Il n’y avait qu’un problème: en 1944, les femmes n’étaient pas encore autorisées à s’inscrire en tant qu’étudiantes à part entière dans la plupart des écoles de médecine américaines. Par un coup de chance, Stewart a trouvé une solution de contournement. Elle a accepté un poste d'instructeur en bactériologie à la faculté de médecine de l'Université Georgetown, ce qui lui a permis de suivre des cours de médecine gratuitement, même si elle n'était pas considérée comme une étudiante à part entière. En 1947, l'école de médecine a commencé à accepter des femmes et elle s'est officiellement inscrite. En 1949, à l'âge de 43 ans, Stewart est devenue la première femme à obtenir un diplôme de médecine à Georgetown.

Stewart est retourné aux NIH, mais il lui était toujours interdit d’étudier le cancer. Au lieu de cela, elle a occupé un poste temporaire dans un hôpital de Staten Island où elle a été affectée à la gynécologie. Alan Rabson, chercheur et plus tard directeur adjoint du NCI, a rappelé lors d'une interview en 1987 que, lorsque Stewart avait terminé son séjour à Staten Island, «elle est revenue et a déclaré qu'elle était maintenant prête à prouver que le cancer était causé par des virus. Le directeur a dit pas ici. Donc, ils ne l'ont pas laissée revenir. »Mais Stewart a été nommée directrice médicale du Corps de la Commission des services de santé publique des États-Unis et a occupé un poste au NCI à Baltimore, où elle a finalement eu le pouvoir professionnel et les ressources nécessaires pour commencer son travail. sincèrement.

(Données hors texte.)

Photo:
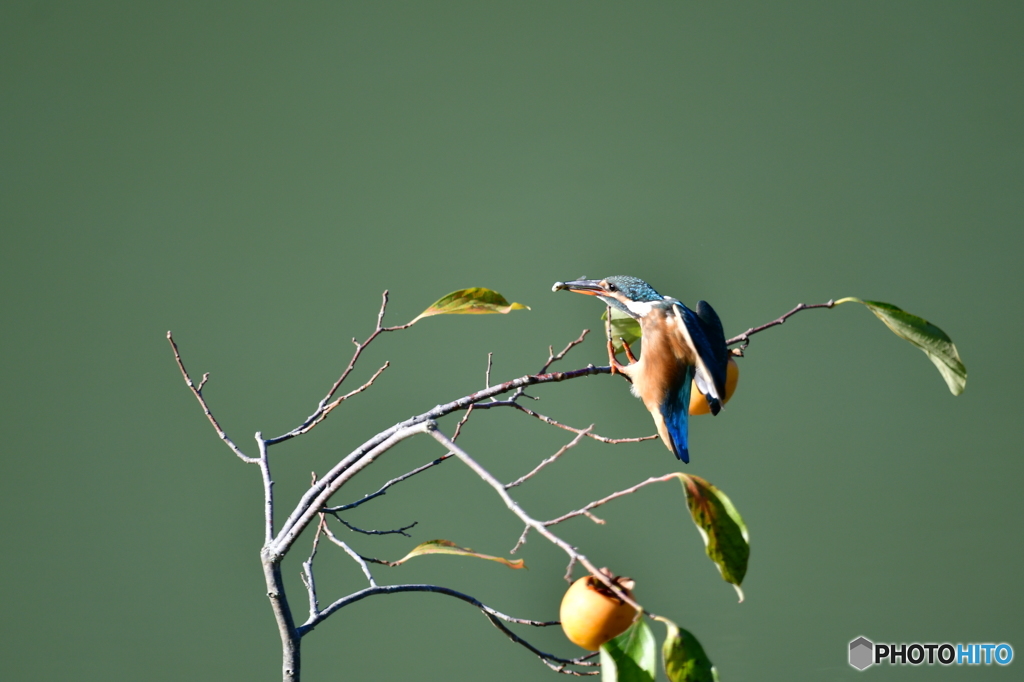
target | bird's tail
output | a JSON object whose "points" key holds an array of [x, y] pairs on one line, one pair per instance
{"points": [[676, 412]]}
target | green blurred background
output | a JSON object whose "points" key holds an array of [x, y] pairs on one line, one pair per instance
{"points": [[253, 175]]}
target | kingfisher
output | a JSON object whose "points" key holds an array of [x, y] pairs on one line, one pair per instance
{"points": [[679, 346]]}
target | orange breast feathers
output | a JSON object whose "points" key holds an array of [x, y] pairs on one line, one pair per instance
{"points": [[664, 357]]}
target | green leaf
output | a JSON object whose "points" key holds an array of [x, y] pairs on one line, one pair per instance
{"points": [[928, 337], [720, 524], [624, 328], [448, 547], [632, 656], [474, 301], [683, 657]]}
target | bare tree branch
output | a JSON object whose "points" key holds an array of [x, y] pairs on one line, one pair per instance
{"points": [[494, 615], [352, 553], [198, 392], [585, 511], [529, 521], [745, 336], [383, 488], [396, 531], [326, 406], [551, 459]]}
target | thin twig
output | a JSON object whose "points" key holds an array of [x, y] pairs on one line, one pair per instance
{"points": [[458, 427], [348, 550], [525, 518], [396, 531], [307, 570], [552, 422], [551, 459], [264, 468], [198, 392], [552, 358], [383, 488], [745, 336], [494, 615], [316, 497], [326, 405], [585, 511]]}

À l'époque, les oncologues n'étaient pas prêts à considérer que les virus pouvaient causer le cancer chez l'homme. Dans une interview avec Smithsonian.com, Gregory Morgan, historien et philosophe des sciences au Stevens Institute of Technology, en donne deux raisons. «Certaines personnes pensaient que l’environnement était à l’origine du cancer et que divers produits chimiques pouvaient provoquer le cancer», explique-t-il. «L’autre chose à laquelle les gens s’attendaient était que si le cancer avait une cause virale, vous vous attendriez à ce qu’il ait les mêmes caractéristiques que les maladies infectieuses. Donc, si quelqu'un avait le cancer, il serait théoriquement en mesure de le transférer à quelqu'un d'autre. Et ces modèles ne sont pas vraiment vus. "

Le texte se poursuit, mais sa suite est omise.